Following the resignation of the firm’s CEO last month and allegations of mutual fund trading irregularities, the OCC required STC to correct internal problems and shore up its finances. But with the firm facing regulatory charges and lawsuits, the agency decided it should close, says Daniel Stipano, deputy chief counsel for the OCC.

Also Tuesday, the Securities and Exchange Commission accused STC and three former top executives of civil fraud. And New York State Attorney General Eliot Spitzer filed criminal charges against the three executives, accusing them of facilitating a mutual fund late-trading scheme that cost investors more than $1 million. Spitzer charged ex-CEO Grant Seeger, ex-president William Kenyon and former senior vice president Nicole McDermott with grand larceny, securities fraud and falsifying records. The maximum sentence for the grand larceny charges alone is 8 1/3 to 25 years.
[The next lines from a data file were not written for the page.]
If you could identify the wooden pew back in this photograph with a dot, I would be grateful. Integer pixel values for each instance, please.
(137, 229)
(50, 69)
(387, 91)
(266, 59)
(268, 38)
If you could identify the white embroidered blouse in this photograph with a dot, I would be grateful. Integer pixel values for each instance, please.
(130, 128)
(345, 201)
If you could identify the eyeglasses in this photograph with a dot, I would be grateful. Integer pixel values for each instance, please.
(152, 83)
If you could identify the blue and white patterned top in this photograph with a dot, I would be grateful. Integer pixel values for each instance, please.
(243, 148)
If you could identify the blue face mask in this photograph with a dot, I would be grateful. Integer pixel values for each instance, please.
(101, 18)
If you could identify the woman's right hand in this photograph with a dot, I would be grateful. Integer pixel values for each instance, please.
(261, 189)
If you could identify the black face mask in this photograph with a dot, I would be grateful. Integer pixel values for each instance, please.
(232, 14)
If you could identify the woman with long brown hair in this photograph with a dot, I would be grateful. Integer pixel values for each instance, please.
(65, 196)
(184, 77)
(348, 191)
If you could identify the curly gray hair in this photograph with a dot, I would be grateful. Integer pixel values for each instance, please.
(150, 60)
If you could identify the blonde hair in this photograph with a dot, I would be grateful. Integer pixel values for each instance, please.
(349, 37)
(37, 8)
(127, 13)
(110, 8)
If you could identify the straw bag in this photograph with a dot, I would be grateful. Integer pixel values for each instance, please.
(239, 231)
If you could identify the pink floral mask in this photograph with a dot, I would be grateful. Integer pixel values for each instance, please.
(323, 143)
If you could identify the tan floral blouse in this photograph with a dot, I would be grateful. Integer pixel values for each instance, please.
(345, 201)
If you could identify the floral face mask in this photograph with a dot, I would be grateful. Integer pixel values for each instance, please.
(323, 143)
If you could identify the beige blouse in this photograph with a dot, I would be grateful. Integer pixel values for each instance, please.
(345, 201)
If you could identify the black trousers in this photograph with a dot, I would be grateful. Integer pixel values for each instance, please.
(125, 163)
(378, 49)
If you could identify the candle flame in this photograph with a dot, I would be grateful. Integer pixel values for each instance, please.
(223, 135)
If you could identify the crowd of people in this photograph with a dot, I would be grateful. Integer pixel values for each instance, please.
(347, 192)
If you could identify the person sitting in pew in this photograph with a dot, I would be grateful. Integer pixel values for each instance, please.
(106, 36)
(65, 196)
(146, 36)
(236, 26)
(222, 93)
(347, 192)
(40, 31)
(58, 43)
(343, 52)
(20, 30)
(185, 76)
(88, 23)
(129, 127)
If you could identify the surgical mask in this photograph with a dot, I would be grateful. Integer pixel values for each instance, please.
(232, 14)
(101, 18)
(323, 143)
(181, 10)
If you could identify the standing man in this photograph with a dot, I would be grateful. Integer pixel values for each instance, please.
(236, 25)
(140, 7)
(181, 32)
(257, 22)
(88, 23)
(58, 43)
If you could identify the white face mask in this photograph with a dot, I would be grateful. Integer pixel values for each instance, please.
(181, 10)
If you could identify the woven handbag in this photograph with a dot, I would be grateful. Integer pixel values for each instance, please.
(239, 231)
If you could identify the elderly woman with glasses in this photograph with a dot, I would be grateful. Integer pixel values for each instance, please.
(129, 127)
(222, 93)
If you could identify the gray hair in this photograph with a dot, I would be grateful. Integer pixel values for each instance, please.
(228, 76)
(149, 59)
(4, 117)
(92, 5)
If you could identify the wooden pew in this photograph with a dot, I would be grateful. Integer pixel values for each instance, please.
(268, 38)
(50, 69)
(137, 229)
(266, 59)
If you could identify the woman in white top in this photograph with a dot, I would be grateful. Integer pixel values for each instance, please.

Lawyers for Seeger and Kenyon did not return calls. McDermott denies any wrongdoing, her civil lawyer Don Martin says. He said she complained about the trading irregularities to superiors.

The company said it is working with regulators to achieve an orderly dissolution.

In September, Spitzer settled charges with a hedge fund, Canary Capital Partners, that it engaged in illegal trading practices with several mutual fund firms. The complaint also implicated STC in a late-trading and market-timing scheme.

Late trading is buying or selling mutual funds after the 4 p.m. close and still getting the pre-4 p.m. price, which is illegal. Market timers engage in rapid trading, often in international funds, to exploit time zone differences. It is not illegal, but it might violate a fund company’s rules or prospectus.

Among other things, the SEC accused the three executives of helping Canary to conceal its market-timing activities from the mutual funds.

As a result of the STC-orchestrated scheme, Canary made about $85 million in profit over three years and STC received more than $5.8 million in compensation, the SEC said in its complaint.